You can allow C code to incorporate functions and variables from your programs using language linkage. Language linkage instructs the compiler to generate symbols with a specific format friendly to another target language. For example, to allow a C program to use your functions, you simply add the extern "C" language linkage to your code.

Consider the sum.h header in Listing 21-21, which generates a C-compatible symbol for sum.

 // sum.h
#pragma once
extern "C" int sum(const int* x, int len);

Listing 21-21: A header that makes the sum function available to C linkers

Now the compiler will generate objects that the C linker can use. To use this function within C code, you simply declare the sum function per usual:

int sum(const int* x, size_t len);

Then instruct your C linker to include the C++ object file.

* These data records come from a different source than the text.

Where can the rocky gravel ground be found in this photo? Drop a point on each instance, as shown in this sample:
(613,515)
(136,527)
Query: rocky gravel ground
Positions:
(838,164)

You can also interoperate the opposite way: use C compiler output within your C++ programs by giving the linker the C compiler-generated object file.

Suppose a C compiler generated a function equivalent to sum. You could compile using the sum.h header, and the linker would have no problem consuming the object file, thanks to language linkage.

If you have many externed functions, you can use braces {}, as Listing 21-22 illustrates.

// sum.h
#pragma once

extern "C" {
  int sum_int(const int* x, int len);
  double sum_double(const double* x, int len);
--snip--
}

Listing 21-22: A refactoring of Listing 21-21 containing multiple functions with the extern modifier.

The sum_int and sum_double functions will have C language linkage.

Summary

In this chapter, you first learned about program support features that allow you to interact with the application life cycle. Next, you explored Boost ProgramOptions, which allows you to accept input from users easily using a declarative syntax. Then you examined some selected topics in compilation that will be helpful as you expand your C++ application development horizons.